Claims that “the border is closed” contradict Border Patrol’s own data, which shows thousands of “apprehensions,” including those of migrants inside the US, occurring each month so far in 2026. Rather than being turned away by a closed border, veteran borderlands volunteers say migrants are being pushed further into dangerous parts of the desert, where they are more likely to suffer dehydration and heat exposure. This persistent policy is known as “prevention through deterrence,” or making border crossing extremely difficult.

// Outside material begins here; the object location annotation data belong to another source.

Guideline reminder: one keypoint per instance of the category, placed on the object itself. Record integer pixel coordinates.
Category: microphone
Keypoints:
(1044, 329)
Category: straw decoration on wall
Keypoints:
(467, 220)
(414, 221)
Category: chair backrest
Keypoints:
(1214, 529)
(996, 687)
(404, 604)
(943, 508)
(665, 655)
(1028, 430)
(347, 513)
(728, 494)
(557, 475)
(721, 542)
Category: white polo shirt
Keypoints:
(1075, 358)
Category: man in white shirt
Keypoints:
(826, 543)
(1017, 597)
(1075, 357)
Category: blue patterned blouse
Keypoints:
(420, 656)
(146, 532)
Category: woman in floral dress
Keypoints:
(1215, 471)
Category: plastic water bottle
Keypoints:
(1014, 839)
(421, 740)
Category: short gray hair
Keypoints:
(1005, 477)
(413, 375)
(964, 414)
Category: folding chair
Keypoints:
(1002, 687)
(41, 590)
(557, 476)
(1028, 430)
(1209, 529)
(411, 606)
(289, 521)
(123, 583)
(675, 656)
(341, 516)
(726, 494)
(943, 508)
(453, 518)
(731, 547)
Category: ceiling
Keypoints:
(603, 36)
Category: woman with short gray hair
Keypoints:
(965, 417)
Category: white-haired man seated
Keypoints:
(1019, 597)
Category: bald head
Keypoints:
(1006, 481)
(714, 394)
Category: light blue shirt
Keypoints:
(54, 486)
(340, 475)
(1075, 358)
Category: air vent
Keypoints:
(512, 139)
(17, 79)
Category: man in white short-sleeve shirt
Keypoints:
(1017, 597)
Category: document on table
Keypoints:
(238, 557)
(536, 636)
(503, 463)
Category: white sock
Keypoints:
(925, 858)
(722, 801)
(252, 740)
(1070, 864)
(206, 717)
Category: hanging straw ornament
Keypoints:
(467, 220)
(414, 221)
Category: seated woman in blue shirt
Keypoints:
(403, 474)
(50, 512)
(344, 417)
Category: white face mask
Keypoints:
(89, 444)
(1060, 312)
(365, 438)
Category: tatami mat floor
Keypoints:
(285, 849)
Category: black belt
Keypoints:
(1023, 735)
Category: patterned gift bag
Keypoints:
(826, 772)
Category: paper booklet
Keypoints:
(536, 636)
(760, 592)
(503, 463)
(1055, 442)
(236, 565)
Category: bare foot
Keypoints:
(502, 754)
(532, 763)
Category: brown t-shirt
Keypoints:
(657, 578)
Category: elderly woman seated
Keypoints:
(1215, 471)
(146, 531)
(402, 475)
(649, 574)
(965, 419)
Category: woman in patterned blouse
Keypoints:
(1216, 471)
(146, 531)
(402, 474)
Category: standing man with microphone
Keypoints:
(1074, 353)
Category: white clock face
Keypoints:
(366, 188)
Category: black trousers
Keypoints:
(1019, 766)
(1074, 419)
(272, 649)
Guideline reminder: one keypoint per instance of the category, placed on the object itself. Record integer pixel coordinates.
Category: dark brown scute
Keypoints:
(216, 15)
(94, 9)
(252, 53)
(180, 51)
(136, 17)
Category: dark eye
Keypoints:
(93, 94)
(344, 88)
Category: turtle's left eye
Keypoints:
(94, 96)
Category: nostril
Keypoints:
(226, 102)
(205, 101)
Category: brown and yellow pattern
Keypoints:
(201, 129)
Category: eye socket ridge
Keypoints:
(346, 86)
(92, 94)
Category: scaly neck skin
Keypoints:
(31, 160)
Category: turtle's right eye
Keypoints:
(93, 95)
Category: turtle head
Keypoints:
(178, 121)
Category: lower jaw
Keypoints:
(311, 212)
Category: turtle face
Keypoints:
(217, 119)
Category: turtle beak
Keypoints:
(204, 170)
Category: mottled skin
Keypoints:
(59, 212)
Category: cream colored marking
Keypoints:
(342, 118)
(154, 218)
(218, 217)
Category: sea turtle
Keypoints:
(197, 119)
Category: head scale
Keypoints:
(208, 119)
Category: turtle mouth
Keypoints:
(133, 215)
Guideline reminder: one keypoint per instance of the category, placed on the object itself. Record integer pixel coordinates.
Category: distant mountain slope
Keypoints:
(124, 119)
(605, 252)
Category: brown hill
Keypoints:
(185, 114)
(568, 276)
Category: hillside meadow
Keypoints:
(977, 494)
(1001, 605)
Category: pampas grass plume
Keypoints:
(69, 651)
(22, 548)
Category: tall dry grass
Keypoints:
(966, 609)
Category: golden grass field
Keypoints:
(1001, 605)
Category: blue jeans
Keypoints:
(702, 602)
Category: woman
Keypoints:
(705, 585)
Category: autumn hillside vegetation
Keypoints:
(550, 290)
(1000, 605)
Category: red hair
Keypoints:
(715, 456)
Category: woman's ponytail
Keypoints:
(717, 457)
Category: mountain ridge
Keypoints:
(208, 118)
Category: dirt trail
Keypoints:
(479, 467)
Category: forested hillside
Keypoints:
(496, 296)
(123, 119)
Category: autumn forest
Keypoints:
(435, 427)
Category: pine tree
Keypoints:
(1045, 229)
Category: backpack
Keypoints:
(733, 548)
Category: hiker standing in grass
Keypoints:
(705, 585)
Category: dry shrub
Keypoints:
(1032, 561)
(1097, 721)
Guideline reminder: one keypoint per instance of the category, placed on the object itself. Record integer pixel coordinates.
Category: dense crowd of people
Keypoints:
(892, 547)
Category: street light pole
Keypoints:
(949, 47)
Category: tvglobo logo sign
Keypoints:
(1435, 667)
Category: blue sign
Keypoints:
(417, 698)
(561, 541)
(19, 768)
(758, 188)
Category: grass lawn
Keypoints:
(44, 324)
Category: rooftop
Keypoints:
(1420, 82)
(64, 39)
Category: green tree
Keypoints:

Volunteers Call Policy 'Deterrence Through Death'
Nixon and his wife, Laurel Grindy, have conducted humanitarian missions into the borderlands for the past eight years. They refer to “prevention through deterrence” policies as “deterrence through death.” The couple and fellow Samaritans drive remote desert roads in southern Arizona, searching for migrants in distress and leaving water, food, shoes, and emergency supplies along known crossing routes. “Right along the end of the border wall where we used to meet quite a few people each day, there are miles of concertina wire,” Nixon said. “The net effect is that they are forcing people farther and farther away from ports of entry and into wilder country. That has been the case since Bill Clinton’s presidency: make people go the long way, make them suffer, let them die.”
Climate Change as a Threat Multiplier
A new report from the University of California at Berkeley Law’s Human Rights Clinic shows that climate change acts as a “threat multiplier” in Central America, intensifying poverty, food insecurity, and violence that drive immigration. Based on surveys of migrants in Mexico, the study found that most respondents experienced multiple climate disasters—including hurricanes, heatwaves, droughts, and flooding—before leaving home. “The impacts of climate change—health impacts and disasters—leave people in greater and greater precarity,” said Helen Kerwin, one of the study’s authors. “They leave them less able to be resilient in place, and migration is the viable option.”
Activists like Rodriguez worry that inadequate responses to climate change will only worsen its role as a threat multiplier, driving more people to the US regardless of the dangers posed by extreme heat. This, she fears, could turn the desert around her home of Arizona into “more of a graveyard.” “When people understand what the heat does to you, it is not something you would wish on your worst enemy,” she said. “But people keep coming, so what does that tell you?”